The facts recalled in this chapter must not be forgotten if we wish fully to comprehend the various roles of the people during revolution. Its action is considerable, but very unlike that imagined by the legends whose repetition alone constitutes their vitality.

BOOK II

THE FORMS OF MENTALITY PREVALENT DURING REVOLUTION
CHAPTER I
INDIVIDUAL VARIATIONS OF CHARACTER IN TIME OF REVOLUTION

1. Transformations of Personality.

I have dwelt at length elsewhere upon a certain theory of character, without which it is absolutely impossible to understand divers transformations or inconsistencies of conduct which occur at certain moments, notably in time of revolution. Here are the principal points of this theory:

Every individual possesses, besides his habitual mentality, which, when the environment does not alter, is almost constant, various possibilities of character which may be evoked by passing events.
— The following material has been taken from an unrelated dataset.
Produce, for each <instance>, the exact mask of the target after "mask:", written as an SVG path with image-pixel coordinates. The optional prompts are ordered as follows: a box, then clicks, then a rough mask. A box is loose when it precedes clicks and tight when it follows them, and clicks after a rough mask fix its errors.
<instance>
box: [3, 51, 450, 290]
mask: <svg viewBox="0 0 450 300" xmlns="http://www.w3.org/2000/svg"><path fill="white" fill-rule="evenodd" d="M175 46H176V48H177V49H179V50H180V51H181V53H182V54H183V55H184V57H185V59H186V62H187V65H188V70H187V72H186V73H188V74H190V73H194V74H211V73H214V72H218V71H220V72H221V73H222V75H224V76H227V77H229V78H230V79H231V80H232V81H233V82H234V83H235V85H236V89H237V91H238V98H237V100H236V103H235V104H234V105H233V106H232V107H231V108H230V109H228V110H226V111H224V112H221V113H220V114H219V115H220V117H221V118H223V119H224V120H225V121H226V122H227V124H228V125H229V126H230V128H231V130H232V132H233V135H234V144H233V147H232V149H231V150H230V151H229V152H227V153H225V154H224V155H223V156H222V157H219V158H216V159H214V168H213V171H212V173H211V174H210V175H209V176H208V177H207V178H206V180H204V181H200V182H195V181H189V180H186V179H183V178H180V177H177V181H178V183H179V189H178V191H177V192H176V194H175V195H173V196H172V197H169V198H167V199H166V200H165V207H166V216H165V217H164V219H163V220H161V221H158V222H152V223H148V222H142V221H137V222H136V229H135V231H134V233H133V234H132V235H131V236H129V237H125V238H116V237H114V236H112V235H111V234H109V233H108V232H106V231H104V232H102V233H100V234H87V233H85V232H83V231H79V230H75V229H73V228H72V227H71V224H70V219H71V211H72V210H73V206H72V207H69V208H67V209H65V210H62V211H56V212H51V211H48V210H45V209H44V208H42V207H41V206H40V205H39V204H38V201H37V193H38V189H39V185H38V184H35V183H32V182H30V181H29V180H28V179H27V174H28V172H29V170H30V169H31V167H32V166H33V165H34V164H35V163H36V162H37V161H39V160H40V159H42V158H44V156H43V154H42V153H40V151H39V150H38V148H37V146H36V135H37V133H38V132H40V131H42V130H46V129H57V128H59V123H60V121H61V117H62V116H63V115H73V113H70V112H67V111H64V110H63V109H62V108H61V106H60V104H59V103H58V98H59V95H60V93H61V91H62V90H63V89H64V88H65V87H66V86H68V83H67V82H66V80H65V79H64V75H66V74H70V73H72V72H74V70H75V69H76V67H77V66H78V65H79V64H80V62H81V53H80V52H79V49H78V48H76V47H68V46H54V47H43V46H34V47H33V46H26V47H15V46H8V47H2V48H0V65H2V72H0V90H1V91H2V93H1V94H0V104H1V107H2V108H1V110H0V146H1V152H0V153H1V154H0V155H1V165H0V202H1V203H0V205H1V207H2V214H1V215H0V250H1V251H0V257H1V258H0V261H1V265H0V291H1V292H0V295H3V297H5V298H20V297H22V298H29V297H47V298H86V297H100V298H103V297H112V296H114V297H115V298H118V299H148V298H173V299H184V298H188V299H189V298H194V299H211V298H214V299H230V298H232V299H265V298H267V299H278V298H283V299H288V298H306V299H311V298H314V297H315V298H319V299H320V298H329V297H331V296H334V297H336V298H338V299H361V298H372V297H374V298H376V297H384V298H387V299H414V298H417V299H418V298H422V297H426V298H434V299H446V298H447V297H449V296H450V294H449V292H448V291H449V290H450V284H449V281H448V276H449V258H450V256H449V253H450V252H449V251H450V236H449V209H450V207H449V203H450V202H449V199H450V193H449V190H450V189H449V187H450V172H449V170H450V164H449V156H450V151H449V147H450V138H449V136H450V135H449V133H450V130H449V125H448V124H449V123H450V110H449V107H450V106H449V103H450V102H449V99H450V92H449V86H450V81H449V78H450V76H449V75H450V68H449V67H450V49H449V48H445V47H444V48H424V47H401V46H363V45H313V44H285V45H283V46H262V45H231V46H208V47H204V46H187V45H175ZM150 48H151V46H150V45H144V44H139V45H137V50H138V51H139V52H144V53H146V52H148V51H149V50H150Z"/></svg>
The people who surround us are the creatures of certain circumstances, but not of all circumstances. Our ego consists of the association of innumerable cellular egos, the residues of ancestral personalities. By their combination they form an equilibrium which is fairly permanent when the social environment does not vary. As soon as this environment is considerably modified, as in time of insurrection, this equilibrium is broken, and the dissociated elements constitute, by a fresh aggregation, a new personality, which is manifested by ideas, feelings, and actions very different from those formerly observed in the same individual. Thus it is that during the Terror we see honest bourgeois and peaceful magistrates who were noted for their kindness turned into bloodthirsty fanatics.

Under the influence of environment the old personality may therefore give place to one entirely new. For this reason the actors in great religious and political crises often seem of a different essence to ourselves; yet they do not differ from us; the repetition of the same events would bring back the same men.